Некоторые поездки особенно запомнились мне.

Летом 1936 года я поехал туда с А. Т. Твардовским.

Был я тогда молод, не говоря уже о Твардовском, и оба мы не могли пожаловаться на судьбу: мой друг и спутник только что опубликовал свое первое большое произведение — поэму «Страна Муравия», вызвавшую всеобщий интерес; у меня также намечались кое-какие успехи в поэзии. И нам, несомненно, было приятно сознание того, что мы что-то сделали. Поэтому и поездка наша прошла беззаботно и весело.

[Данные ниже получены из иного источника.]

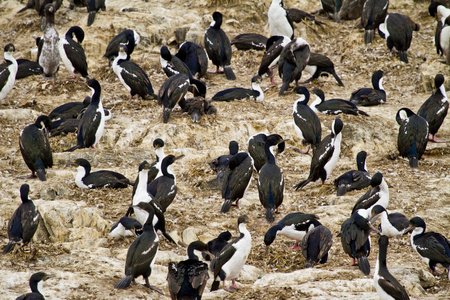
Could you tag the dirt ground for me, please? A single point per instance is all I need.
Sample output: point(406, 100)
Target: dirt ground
point(86, 264)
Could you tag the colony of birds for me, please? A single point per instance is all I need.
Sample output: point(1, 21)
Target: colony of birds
point(186, 87)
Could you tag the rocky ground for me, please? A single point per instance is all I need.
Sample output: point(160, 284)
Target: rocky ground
point(72, 239)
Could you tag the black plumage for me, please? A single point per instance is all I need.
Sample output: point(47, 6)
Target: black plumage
point(373, 14)
point(386, 285)
point(247, 41)
point(274, 46)
point(256, 149)
point(412, 136)
point(35, 147)
point(355, 240)
point(306, 122)
point(194, 56)
point(142, 253)
point(172, 91)
point(316, 244)
point(319, 64)
point(334, 106)
point(98, 179)
point(371, 96)
point(236, 179)
point(24, 221)
point(294, 226)
point(27, 68)
point(433, 247)
point(218, 46)
point(70, 110)
point(132, 76)
point(163, 189)
point(128, 37)
point(187, 279)
point(241, 93)
point(92, 122)
point(35, 281)
point(71, 52)
point(293, 59)
point(270, 180)
point(435, 108)
point(354, 179)
point(325, 156)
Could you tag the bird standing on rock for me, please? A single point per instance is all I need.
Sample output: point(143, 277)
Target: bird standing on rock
point(218, 46)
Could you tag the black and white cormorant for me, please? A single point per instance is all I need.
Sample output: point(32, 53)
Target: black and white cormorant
point(142, 254)
point(35, 147)
point(131, 75)
point(334, 106)
point(153, 170)
point(220, 164)
point(256, 149)
point(126, 226)
point(229, 262)
point(71, 52)
point(247, 41)
point(236, 179)
point(293, 60)
point(172, 91)
point(93, 120)
point(48, 52)
point(194, 56)
point(187, 279)
point(391, 224)
point(316, 244)
point(86, 179)
point(128, 37)
point(274, 46)
point(354, 179)
point(332, 8)
point(36, 282)
point(8, 71)
point(27, 68)
point(293, 226)
point(373, 14)
point(172, 65)
point(325, 156)
point(271, 180)
point(433, 247)
point(435, 108)
point(371, 96)
point(386, 285)
point(163, 189)
point(280, 22)
point(412, 136)
point(241, 93)
point(70, 110)
point(24, 221)
point(319, 64)
point(377, 195)
point(306, 122)
point(218, 46)
point(93, 7)
point(355, 240)
point(398, 29)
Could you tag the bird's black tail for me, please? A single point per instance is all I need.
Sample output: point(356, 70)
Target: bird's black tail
point(9, 247)
point(226, 206)
point(302, 184)
point(270, 217)
point(229, 73)
point(368, 36)
point(403, 56)
point(364, 265)
point(124, 282)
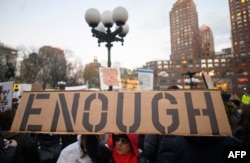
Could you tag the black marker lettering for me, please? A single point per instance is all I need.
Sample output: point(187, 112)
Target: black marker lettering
point(137, 113)
point(192, 112)
point(29, 110)
point(86, 113)
point(210, 112)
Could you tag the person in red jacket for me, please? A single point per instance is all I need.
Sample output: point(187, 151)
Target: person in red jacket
point(125, 148)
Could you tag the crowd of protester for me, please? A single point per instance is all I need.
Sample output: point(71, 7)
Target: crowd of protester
point(124, 148)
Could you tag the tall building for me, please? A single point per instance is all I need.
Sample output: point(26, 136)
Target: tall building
point(184, 28)
point(207, 42)
point(240, 30)
point(192, 51)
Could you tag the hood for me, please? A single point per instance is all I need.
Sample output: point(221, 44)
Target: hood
point(133, 139)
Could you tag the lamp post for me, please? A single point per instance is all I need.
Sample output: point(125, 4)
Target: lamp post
point(101, 27)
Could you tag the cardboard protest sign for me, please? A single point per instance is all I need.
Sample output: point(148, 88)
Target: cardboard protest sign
point(174, 112)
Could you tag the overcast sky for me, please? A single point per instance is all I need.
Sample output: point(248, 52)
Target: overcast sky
point(61, 23)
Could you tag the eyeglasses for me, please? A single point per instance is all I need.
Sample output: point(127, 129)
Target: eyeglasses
point(122, 140)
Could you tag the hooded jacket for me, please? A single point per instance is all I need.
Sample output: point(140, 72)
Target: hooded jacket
point(73, 153)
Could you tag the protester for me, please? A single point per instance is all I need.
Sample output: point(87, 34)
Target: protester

Тогда еще была жива моя мать (она умерла два года спустя, а отец умер еще в 1933 году). Мать ухаживала за нами, как за маленькими. Кормила нас всем самым лучшим, что только могло быть в доме. И когда в столь знакомой мне хате мы садились за обед, она неизменно спрашивала:

— А может, за водочкой сходить?..

Мы пробыли в Глотовке около недели или даже несколько больше. Правда, за это время мы успели побывать во многих окрестных деревнях и в районном центре — в селе Всходы. Но «резиденцией» нашей неизменно оставалась отцовская хата и небольшая клеть через дорогу от нее, в которой мы спали: там было прохладней, чем в избе.

Во Всходах мы присутствовали на празднике художественной самодеятельности. Это был действительно праздник, на который со всего района съехалось около пяти тысяч колхозниц и колхозников, наряженных во все лучшее, что только у них было.

Выступления происходили на открытой сцене в старинном парке, который когда-то был принадлежностью помещичьей усадьбы. Помнится, что выступал и Александр Трифонович, читавший отрывки из «Страны Муравии», и я, читавший свои, уже не помню какие, стихи.

Но особенно запомнилось выступление одного деда, который старческим, надтреснутым голосом пел один за другим жестокие романсы. Старик так разошелся, что готов был петь без конца. И когда его чуть ли не силой удалили со сцены, он пришел к нам с Твардовским жаловаться: мол, что же это такое, один раз в жизни довелось попасть на сцену, да и то прервали, не дали спеть того, чего душа хотела...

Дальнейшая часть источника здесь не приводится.